Just then she spotted the ethereal figure of Athene Madrigale flitting through a door and she beckoned her over. Devon’s most celebrated astrologer negotiated her way over to Judy’s desk and sat down.
‘Yes, dear?’
‘I see what you mean,’ said Judy.
‘What’s that?’
‘This wretched agony column, Athene. Since I got you off writing it, I’ve become Hermione.’
Athene blushed. ‘I never meant for that to happen, dear.’
You might have predicted it if you’d looked in your crystal ball, thought Judy unkindly, but aloud she said, ‘It’s impossible to answer these cries for help, isn’t it? Impossible!’
‘They made me quite upset,’ said Athene. ‘I had to go and lie down. There was one from a happily married woman whose husband had been suggesting…’

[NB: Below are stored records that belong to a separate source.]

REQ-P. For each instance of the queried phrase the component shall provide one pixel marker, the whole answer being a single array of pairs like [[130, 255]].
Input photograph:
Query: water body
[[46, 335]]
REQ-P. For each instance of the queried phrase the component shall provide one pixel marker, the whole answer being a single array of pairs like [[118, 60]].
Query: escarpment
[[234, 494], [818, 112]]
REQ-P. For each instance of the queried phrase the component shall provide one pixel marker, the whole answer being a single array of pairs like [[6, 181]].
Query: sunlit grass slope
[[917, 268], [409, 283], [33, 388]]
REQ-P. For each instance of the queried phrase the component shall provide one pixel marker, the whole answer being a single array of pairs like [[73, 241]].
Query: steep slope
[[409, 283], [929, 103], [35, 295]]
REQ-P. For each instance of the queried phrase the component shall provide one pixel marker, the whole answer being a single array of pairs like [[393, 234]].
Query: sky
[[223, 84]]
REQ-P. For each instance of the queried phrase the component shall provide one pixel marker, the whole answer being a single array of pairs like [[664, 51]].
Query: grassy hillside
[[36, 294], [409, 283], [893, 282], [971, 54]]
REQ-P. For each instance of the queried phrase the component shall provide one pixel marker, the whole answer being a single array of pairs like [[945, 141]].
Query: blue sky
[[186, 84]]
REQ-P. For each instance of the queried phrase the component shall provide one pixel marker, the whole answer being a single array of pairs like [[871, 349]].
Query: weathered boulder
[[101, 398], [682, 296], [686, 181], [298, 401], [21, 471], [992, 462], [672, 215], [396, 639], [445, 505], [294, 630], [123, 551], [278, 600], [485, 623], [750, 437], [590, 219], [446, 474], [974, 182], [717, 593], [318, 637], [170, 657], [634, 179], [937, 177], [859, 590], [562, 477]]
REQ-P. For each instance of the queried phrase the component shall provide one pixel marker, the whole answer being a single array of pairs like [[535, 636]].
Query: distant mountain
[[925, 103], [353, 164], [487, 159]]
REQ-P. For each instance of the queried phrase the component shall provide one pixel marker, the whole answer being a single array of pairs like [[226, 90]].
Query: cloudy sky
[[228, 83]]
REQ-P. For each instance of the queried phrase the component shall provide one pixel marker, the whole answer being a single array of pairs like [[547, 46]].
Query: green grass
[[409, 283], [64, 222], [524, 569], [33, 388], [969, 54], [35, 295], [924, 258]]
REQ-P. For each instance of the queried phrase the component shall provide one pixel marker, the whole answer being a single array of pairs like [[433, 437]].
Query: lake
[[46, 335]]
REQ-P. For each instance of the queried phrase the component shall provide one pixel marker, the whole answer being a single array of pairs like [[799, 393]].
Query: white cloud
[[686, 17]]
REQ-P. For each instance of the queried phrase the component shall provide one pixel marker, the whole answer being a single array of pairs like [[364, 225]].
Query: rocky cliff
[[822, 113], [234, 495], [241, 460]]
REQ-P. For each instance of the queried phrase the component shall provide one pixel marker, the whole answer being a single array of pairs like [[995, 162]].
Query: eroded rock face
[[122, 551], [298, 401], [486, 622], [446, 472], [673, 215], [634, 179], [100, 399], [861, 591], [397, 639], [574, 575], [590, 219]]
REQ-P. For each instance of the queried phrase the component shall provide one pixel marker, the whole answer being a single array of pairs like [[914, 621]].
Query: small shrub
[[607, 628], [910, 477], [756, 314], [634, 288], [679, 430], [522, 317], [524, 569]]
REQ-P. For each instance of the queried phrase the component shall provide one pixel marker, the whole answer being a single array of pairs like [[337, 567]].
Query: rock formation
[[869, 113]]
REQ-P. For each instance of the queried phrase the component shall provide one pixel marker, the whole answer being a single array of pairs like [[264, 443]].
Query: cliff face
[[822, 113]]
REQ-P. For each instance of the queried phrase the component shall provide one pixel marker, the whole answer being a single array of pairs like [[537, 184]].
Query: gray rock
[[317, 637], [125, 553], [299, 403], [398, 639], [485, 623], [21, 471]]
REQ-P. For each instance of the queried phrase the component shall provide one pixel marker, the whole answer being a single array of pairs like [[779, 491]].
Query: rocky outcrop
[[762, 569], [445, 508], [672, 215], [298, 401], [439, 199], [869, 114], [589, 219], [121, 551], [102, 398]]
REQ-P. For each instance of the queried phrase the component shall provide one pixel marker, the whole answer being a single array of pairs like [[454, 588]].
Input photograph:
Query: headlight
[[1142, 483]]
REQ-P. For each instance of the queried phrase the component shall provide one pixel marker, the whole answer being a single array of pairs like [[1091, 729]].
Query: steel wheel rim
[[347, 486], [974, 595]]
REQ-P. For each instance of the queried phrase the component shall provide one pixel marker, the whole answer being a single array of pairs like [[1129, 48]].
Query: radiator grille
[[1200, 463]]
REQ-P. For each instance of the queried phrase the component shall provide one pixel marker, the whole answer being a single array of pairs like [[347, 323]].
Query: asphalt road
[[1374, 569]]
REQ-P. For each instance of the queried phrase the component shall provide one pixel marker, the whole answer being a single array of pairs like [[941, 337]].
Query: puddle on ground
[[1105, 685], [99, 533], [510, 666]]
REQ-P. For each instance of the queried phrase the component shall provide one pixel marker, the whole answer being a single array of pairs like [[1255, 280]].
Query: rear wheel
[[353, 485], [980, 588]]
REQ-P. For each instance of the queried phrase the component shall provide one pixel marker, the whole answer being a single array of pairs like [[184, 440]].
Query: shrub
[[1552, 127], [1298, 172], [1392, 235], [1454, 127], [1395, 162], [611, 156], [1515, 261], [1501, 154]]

‘Yes, I threw that one in the bin. But Athene, how tangled people’s lives become! A woman who interferes in her daughter-in-law’s child-rearing, two old friends falling out over a pot of jam…’
‘You see why I couldn’t do it,’ said Athene. She was plaiting her hair into the bright blue paper rose which was her favourite adornment.
‘Well, I can’t do it either,’ said Judy. ‘And anyway what a rotten idea to have an agony column in the first place.’
‘Mr Rhys. His idea. Only a heartless man could wish to expose other people’s misery to the world.’
‘It’s called journalism, Athene,’ sighed Miss Dimont. ‘It’s called journalism.’